Die Menschen lieben (oder hassen, je nachdem) also offenbar die am wenigsten repräsentativen Haie, etwa den Weißen Hai, den Tigerhai oder den Bullenhai, während sie häufiger vorkommende Arten wie Schlinghai, Hornhai oder Kubanischen Dornhai oft gar nicht kennen.
Dieses verzerrte Bild hat zum Teil recht schwerwiegende Folgen. Wir interessieren uns am meisten für das, was wir kennen, und so führt unsere Unkenntnis über die weniger bekannten Haie der Tiefsee, auch wenn sie völlig nachvollziehbar ist, zu weniger Aufmerksamkeit in den Medien, weniger Artenschutz und weniger Forschungsgeldern.
Meinen ersten lebenden Hai, ein echtes Prachtexemplar, sah ich als Kind beim Angeln mit meinen älteren Brüdern in South Carolina. Nördlich von Charleston tauchte eine unverhältnismäßig große Rückenflosse aus den trüben, sedimentreichen Tiefen von Dewees Inlet auf und war der erste Hinweis darauf, dass wir tatsächlich einen Hai am Haken hatten. Wir nannten ihn fälschlicherweise Sandhai (eigentlich heißt er Sandbankhai), damals der in diesen Gewässern am häufigsten anzutreffende Hai. Ich erinnere mich, dass ich eine Mischung aus Angst, Aufregung, Ehrfurcht, Neugierde und Respekt verspürte. Diese Erfahrung als bewegend zu bezeichnen, wäre eine Untertreibung; es war der Beginn einer lebenslangen Faszination und meiner Karriere, in der ich die Natur schätze und respektiere, in der ich über sie lernen und lehren möchte und in der ich mich zuletzt auch für ihre Erhaltung einsetze. Und so begann meine Liebe zu den Haien. Ich vermute, ich teile dieses Gefühl mit den meisten Leserinnen und Lesern dieses Buchs.

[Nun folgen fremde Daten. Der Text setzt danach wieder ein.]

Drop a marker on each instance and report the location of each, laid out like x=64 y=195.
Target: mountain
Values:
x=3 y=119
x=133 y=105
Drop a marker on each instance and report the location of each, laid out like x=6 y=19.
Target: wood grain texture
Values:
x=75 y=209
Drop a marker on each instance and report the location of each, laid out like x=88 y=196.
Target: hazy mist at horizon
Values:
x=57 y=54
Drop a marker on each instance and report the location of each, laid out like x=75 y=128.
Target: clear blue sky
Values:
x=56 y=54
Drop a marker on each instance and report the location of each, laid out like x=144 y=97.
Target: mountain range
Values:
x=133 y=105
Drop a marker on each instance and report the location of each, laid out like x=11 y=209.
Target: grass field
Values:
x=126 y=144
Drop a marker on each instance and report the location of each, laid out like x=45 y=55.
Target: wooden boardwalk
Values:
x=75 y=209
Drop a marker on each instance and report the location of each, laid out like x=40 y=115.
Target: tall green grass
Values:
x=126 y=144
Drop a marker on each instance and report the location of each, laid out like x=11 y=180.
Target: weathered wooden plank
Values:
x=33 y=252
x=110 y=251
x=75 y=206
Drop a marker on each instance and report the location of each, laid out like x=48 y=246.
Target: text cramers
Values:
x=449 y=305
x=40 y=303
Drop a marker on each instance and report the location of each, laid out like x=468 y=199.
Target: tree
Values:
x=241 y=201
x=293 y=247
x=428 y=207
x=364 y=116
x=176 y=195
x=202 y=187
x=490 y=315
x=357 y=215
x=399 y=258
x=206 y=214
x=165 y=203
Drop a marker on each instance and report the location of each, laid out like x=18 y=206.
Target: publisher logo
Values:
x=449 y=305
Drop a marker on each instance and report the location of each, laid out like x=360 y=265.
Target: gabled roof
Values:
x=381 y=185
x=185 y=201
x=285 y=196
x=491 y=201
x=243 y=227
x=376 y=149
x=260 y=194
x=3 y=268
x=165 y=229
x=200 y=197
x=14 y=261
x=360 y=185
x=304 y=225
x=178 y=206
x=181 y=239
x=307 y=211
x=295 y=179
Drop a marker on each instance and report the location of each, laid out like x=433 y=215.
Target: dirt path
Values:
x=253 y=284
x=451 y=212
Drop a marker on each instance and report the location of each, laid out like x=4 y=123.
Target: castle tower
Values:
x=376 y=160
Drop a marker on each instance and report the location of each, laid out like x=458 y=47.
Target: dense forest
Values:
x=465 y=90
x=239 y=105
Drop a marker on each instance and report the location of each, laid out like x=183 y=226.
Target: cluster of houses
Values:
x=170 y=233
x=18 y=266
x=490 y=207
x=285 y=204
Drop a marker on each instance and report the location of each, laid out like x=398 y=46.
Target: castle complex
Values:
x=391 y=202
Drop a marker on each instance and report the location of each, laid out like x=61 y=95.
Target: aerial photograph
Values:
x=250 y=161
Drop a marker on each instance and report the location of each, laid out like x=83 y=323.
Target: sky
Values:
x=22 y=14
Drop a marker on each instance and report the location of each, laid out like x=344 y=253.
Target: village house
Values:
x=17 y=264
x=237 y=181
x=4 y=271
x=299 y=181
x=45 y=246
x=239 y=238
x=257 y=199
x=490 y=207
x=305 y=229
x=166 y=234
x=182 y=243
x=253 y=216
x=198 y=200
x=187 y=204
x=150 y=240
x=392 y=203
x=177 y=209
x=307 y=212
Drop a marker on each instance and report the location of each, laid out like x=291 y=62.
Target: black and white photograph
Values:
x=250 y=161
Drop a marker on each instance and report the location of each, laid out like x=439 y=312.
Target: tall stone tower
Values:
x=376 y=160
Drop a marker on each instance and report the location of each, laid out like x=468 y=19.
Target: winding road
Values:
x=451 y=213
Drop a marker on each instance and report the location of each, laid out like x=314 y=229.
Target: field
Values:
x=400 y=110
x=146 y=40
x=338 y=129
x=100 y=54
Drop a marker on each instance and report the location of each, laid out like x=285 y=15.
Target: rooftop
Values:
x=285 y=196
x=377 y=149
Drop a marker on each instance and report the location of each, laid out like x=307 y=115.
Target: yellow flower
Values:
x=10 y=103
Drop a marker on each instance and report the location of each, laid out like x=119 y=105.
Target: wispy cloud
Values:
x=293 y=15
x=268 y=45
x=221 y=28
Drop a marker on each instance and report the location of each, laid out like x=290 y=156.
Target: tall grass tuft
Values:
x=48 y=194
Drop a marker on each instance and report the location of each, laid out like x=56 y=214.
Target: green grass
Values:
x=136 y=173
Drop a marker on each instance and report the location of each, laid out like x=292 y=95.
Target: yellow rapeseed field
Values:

Mehr als 50 Jahre später haben Sandbankhaie noch immer einen ganz besonderen Platz in meinem Herzen, und ich verspüre noch immer die gleichen Gefühle wie damals als Kind, wenn ich einen lebenden Hai sehe, vor allem beim Schnorcheln. Wenn es mir gelingt, mit Sharkpedia ein Buch zu schreiben, das die Essenz dieser Gefühle wiedergibt, dazu das Wissen aus der intensiven Forschung von Generationen von Haibiologen (und ein wenig meiner eigenen) zusammenfasst, zudem eine Wertschätzung für den Schutz der Haie im Besonderen und der Natur im Allgemeinen erzeugt, und das Ganze auch noch, ohne Ihre Intelligenz zu beleidigen oder zu akademisch zu werden, dann habe ich mein Ziel erreicht. Wenn dieses Buch Sie dazu motiviert, mehr über Haie (oder die Natur) zu lernen und dazu beizutragen, dass wir die biologische Vielfalt der Haie und der Natur insgesamt erhalten können, würde mich das freuen.
Eine Anmerkung zum Schluss zur Frage, wie ich die hier versammelten Stichworte ausgewählt habe: Nachdem ich zwei Bücher über Haie veröffentlicht habe (Shark Biology and Conservation und The Lives of Sharks), beide zusammen mit dem bekannten Haibiologen R. Dean Grubbs, sowie gemeinsam mit Robert Johnson und Sharon Gilman ein Kapitel über Haie in Tooth and Claw: Top Predators of the World geschrieben habe, dachte ich, ich hätte alles veröffentlicht, was ich über Haie wusste und was mir relevant erschien.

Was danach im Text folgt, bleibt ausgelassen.